# Challenge 1 - T-test

In statistics, t-test is used to test if two data samples have a significant difference between their means. There are two types of t-test:

* **Student's t-test** (a.k.a. independent or uncorrelated t-test). This type of t-test is to compare the samples of **two independent populations** (e.g. test scores of students in two different classes). `scipy` provides the [`ttest_ind`](https://docs.scipy.org/doc/scipy-0.15.1/reference/generated/scipy.stats.ttest_ind.html) method to conduct student's t-test.

* **Paired t-test** (a.k.a. dependent or correlated t-test). This type of t-test is to compare the samples of **the same population** (e.g. scores of different tests of students in the same class). `scipy` provides the [`ttest_re`](https://docs.scipy.org/doc/scipy-0.15.1/reference/generated/scipy.stats.ttest_rel.html) method to conduct paired t-test.

Both types of t-tests return a number which is called the **p-value**. If p-value is below 0.05, we can confidently declare the null-hypothesis is rejected and the difference is significant. If p-value is between 0.05 and 0.1, we may also declare the null-hypothesis is rejected but we are not highly confident. If p-value is above 0.1 we do not reject the null-hypothesis.

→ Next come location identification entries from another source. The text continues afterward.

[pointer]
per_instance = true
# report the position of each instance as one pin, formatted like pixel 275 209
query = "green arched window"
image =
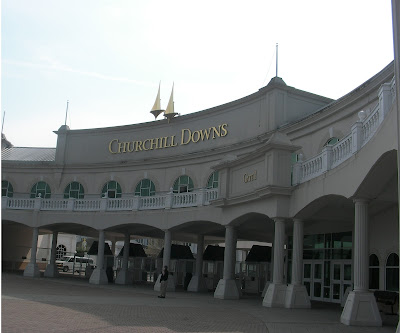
pixel 41 189
pixel 112 190
pixel 183 184
pixel 213 180
pixel 6 189
pixel 74 190
pixel 145 188
pixel 331 141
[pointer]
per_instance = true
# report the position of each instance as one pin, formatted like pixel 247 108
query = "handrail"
pixel 361 132
pixel 199 197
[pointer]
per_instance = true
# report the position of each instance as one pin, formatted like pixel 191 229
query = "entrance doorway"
pixel 327 280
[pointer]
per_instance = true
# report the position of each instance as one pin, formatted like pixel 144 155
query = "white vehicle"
pixel 74 263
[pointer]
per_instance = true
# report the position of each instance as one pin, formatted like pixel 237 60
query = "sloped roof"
pixel 178 252
pixel 135 250
pixel 94 249
pixel 28 154
pixel 214 253
pixel 259 253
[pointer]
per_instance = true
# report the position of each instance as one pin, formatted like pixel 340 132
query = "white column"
pixel 166 262
pixel 32 269
pixel 227 287
pixel 123 275
pixel 99 275
pixel 276 292
pixel 296 294
pixel 51 269
pixel 360 308
pixel 198 283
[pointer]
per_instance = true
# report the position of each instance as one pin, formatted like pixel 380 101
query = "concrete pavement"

Read more about the t-test in [this article](http://b.link/test50) and [this Quora](http://b.link/unpaired97). Make sure you understand when to use which type of t-test. 

In [21]:
# Import libraries
import pandas as pd
import numpy as np
import scipy.stats as st
from scipy.stats import ttest_1samp, ttest_rel, ttest_ind

## Steps to follow:

1) Set the hypothesis

2) Choose significance / confidence level

3) Identify your sample (!= population)

4) Compute statistic

5) Get p-value

    - Compute it with a one tailed test, if the H0<= or H0>=
    - Compute it with a two tailed test, if the H0=

6) Decide

    - Reject H0
    - Not reject H0
    
 

#### Import dataset

In this challenge we will work on the Pokemon dataset. The goal is to test whether different groups of pokemon (e.g. Legendary vs Normal, Generation 1 vs 2, single-type vs dual-type) have different stats (e.g. HP, Attack, Defense, etc.).

In [22]:
# 1. Set the hypothesis

## H0: mu is different groups of Pokemons have equal stats (e.g., HP, Attack, Defense)
## H1: mu is different groups of Pokemons have different stats (e.g., HP, Attack, Defense)

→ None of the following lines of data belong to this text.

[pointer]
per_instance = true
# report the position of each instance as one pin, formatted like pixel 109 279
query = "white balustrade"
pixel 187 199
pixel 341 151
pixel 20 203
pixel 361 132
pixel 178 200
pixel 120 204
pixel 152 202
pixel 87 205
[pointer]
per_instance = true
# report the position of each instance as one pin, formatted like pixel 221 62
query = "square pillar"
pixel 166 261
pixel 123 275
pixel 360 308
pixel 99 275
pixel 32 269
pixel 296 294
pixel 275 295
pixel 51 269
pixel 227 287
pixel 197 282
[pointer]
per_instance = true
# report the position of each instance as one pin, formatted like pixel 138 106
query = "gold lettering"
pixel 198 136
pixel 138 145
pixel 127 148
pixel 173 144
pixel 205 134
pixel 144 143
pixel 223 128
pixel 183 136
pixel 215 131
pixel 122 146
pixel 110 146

## We are coming across a two tailed test

In [23]:
# 2. Significance level

alpha = 0.05

In [24]:
#3. Define sample

pokemon = pd.read_csv('Pokemon.csv')
pokemon.head(10)

Unnamed: 0,#,Name,Type 1,Type 2,Total,HP,Attack,Defense,Sp. Atk,Sp. Def,Speed,Generation,Legendary
0,1,Bulbasaur,Grass,Poison,318,45,49,49,65,65,45,1,False
1,2,Ivysaur,Grass,Poison,405,60,62,63,80,80,60,1,False
2,3,Venusaur,Grass,Poison,525,80,82,83,100,100,80,1,False
3,3,VenusaurMega Venusaur,Grass,Poison,625,80,100,123,122,120,80,1,False
4,4,Charmander,Fire,,309,39,52,43,60,50,65,1,False
5,5,Charmeleon,Fire,,405,58,64,58,80,65,80,1,False
6,6,Charizard,Fire,Flying,534,78,84,78,109,85,100,1,False
7,6,CharizardMega Charizard X,Fire,Dragon,634,78,130,111,130,85,100,1,False
8,6,CharizardMega Charizard Y,Fire,Flying,634,78,104,78,159,115,100,1,False
9,7,Squirtle,Water,,314,44,48,65,50,64,43,1,False


#### First we want to define a function with which we can test the means of a feature set of two samples. 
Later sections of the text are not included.